Яга вдохнула густой травяной запах, улыбнулась пауку Сияну, обняла льняную мотанку и забралась под плед с обережными узорами. Здесь был её мир. Настоящий. Живой. И этой ночью, после долгого разговора с матерью, он стал ей ещё дороже.
Ночная прохлада, что тянулась из приоткрытого окошка, мягко убаюкала девушку. Ягинья закрыла глаза, ещё раз вдохнула запах сушёных трав и провалилась в сон — глубокий, как омут, и ласковый, как материнские руки.

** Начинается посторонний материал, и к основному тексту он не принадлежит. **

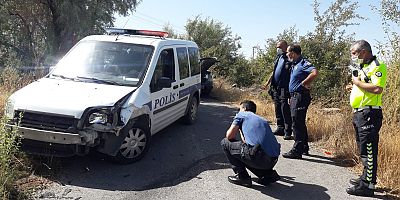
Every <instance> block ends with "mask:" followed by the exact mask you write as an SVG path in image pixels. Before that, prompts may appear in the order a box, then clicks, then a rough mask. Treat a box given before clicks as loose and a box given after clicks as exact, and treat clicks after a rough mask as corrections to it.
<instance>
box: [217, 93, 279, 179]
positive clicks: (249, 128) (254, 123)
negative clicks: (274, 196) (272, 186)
mask: <svg viewBox="0 0 400 200" xmlns="http://www.w3.org/2000/svg"><path fill="white" fill-rule="evenodd" d="M256 109H257V108H256V104H255V103H254V102H253V101H249V100H246V101H243V102H241V103H240V110H239V112H238V113H237V115H236V116H235V118H234V119H233V122H232V124H231V126H230V127H229V129H228V130H227V131H226V137H225V138H224V139H223V140H222V141H221V145H222V149H223V150H224V153H225V155H226V157H227V158H228V160H229V162H230V163H231V165H232V169H233V171H234V172H235V175H234V176H228V181H229V182H231V183H233V184H237V185H242V186H246V187H251V186H252V180H251V177H250V175H249V174H248V172H247V170H246V169H248V170H250V171H251V172H253V174H255V175H256V176H257V177H258V180H257V182H258V183H259V184H261V185H268V184H270V183H273V182H276V181H278V180H279V179H280V176H279V175H278V173H277V172H276V171H275V170H273V167H274V166H275V164H276V163H277V161H278V157H279V154H280V148H281V145H280V144H279V143H278V141H277V140H276V138H275V136H274V135H273V134H272V130H271V128H270V126H269V124H268V122H267V120H265V119H264V118H262V117H260V116H258V115H256V114H255V113H256ZM238 134H240V138H241V140H236V136H237V135H238Z"/></svg>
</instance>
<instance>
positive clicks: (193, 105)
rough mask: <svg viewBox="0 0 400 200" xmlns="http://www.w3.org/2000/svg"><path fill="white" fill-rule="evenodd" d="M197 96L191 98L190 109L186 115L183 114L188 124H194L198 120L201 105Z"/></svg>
mask: <svg viewBox="0 0 400 200" xmlns="http://www.w3.org/2000/svg"><path fill="white" fill-rule="evenodd" d="M197 99H198V98H197V97H196V96H193V97H192V98H190V100H189V104H188V109H187V112H186V115H185V116H183V122H184V123H185V124H187V125H191V124H194V123H195V122H196V120H197V112H198V107H199V102H198V100H197Z"/></svg>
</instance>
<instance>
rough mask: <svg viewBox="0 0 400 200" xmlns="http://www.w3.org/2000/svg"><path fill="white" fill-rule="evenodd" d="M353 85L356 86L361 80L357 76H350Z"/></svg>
mask: <svg viewBox="0 0 400 200" xmlns="http://www.w3.org/2000/svg"><path fill="white" fill-rule="evenodd" d="M351 77H352V81H353V84H354V85H358V84H359V83H360V82H361V78H360V77H359V76H357V77H356V76H351Z"/></svg>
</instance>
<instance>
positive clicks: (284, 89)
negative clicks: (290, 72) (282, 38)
mask: <svg viewBox="0 0 400 200" xmlns="http://www.w3.org/2000/svg"><path fill="white" fill-rule="evenodd" d="M287 46H288V44H287V42H286V41H285V40H280V41H279V42H278V43H277V44H276V49H277V56H276V59H275V62H274V71H273V73H272V76H271V77H270V79H269V80H268V83H269V82H270V83H271V87H270V93H271V96H272V99H273V101H274V105H275V116H276V125H277V129H276V131H275V132H274V135H280V136H282V135H283V139H285V140H290V139H292V118H291V116H290V107H289V104H288V99H289V98H290V94H289V80H290V62H289V61H288V58H287V56H286V50H287Z"/></svg>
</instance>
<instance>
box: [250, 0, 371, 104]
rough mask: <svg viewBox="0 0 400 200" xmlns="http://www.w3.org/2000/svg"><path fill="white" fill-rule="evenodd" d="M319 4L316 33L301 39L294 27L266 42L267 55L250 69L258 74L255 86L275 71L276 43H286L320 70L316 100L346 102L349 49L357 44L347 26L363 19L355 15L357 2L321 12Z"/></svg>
mask: <svg viewBox="0 0 400 200" xmlns="http://www.w3.org/2000/svg"><path fill="white" fill-rule="evenodd" d="M319 6H320V4H319V3H318V1H317V0H315V1H314V4H313V8H314V15H315V17H314V20H315V22H316V24H317V25H316V27H315V30H314V31H312V32H309V33H307V34H306V35H304V36H298V32H297V30H296V28H295V27H291V28H289V29H286V30H284V31H283V33H281V34H279V35H278V36H277V37H276V39H273V38H269V39H267V44H266V47H265V48H266V51H265V52H263V53H262V54H261V55H260V56H259V57H257V58H256V59H255V60H252V61H251V65H252V66H253V68H255V69H256V70H255V71H257V73H256V74H257V75H256V82H257V83H262V82H265V81H266V80H267V79H266V78H267V77H269V74H271V72H272V71H273V63H274V59H275V58H276V43H277V42H278V41H279V40H286V41H287V42H288V43H289V44H291V43H298V44H300V46H301V48H302V54H303V56H304V57H305V58H307V59H309V60H310V62H311V63H312V64H313V65H314V66H315V67H316V68H317V69H318V71H319V76H318V78H317V80H316V81H315V82H314V83H313V90H312V91H313V93H314V95H313V96H314V97H317V98H321V97H323V98H325V99H328V100H329V101H326V102H328V103H331V102H337V101H338V100H339V99H343V95H344V94H343V93H342V92H340V91H343V87H344V85H345V84H347V82H348V81H350V79H349V77H347V74H346V73H347V72H346V71H345V70H344V68H345V66H347V65H348V64H349V62H350V53H349V48H350V44H351V42H352V41H353V40H354V39H353V35H352V34H350V35H348V34H346V32H345V28H346V27H347V26H352V25H357V23H355V22H354V21H356V20H362V19H364V18H363V17H361V16H360V15H358V14H357V13H356V10H357V8H358V3H357V2H350V1H349V0H336V1H334V2H332V4H330V6H329V7H328V8H327V9H326V10H325V11H323V12H322V13H321V12H320V7H319Z"/></svg>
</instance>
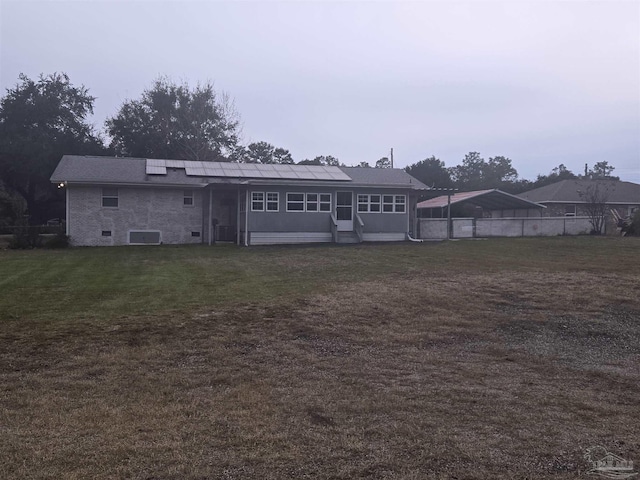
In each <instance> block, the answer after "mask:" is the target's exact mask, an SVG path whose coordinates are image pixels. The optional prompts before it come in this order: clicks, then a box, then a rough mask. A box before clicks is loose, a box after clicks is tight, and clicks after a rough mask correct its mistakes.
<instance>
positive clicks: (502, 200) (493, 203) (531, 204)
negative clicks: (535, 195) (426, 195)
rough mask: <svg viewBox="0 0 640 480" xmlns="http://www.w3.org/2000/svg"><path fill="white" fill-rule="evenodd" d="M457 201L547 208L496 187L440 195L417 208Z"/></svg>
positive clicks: (521, 209) (499, 207) (450, 203)
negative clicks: (453, 193)
mask: <svg viewBox="0 0 640 480" xmlns="http://www.w3.org/2000/svg"><path fill="white" fill-rule="evenodd" d="M449 203H450V204H451V205H455V204H458V203H471V204H473V205H477V206H479V207H482V208H483V209H485V210H528V209H530V208H538V209H540V208H547V207H545V206H544V205H541V204H539V203H535V202H531V201H529V200H525V199H523V198H520V197H516V196H515V195H511V194H510V193H506V192H503V191H501V190H498V189H494V190H479V191H474V192H460V193H456V194H454V195H451V198H450V201H449V196H448V195H442V196H439V197H436V198H432V199H430V200H425V201H424V202H420V203H418V206H417V208H418V209H428V208H444V207H446V206H447V205H449Z"/></svg>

Ей снился лес. Тот самый, знакомый до каждой тропки, до каждого замшелого валуна — но сегодня он был иным. Ночным. Луна висела высоко над кронами, заливая всё вокруг серебристым, призрачным светом. Мох под босыми ногами казался сизым, стволы берёз — белее снега, а тени, что падали от ветвей, были длинными, глубокими, полными тайны.
Яга шла по лесу босиком, не чувствуя холода. Она смотрела вверх, на ночное небо, что проглядывало сквозь кроны редкими звёздами, и воздух был таким нежным, таким ласковым, что она искренне не понимала: сон это или явь. Всё казалось слишком реальным. Слишком живым.
В голове мелькнуло спокойное, умиротворённое понимание: «Это сон. Просто сон». И он был удивительно спокойным — первым спокойным сном за долгое, очень долгое время,после всех кошмаров.Ни мостов,что рушатся под ногами, ни падений, ни чёрной воды. Только лес, только луна, только мягкий мох.
Она остановилась у старой берёзы и, прижавшись спиной к тёплому стволу, тихо сползла на землю. Поджала колени к груди, обхватила их руками и замерла, наслаждаясь покоем. Трава щекотала босые пятки, лёгкий ветер шевелил седые пряди.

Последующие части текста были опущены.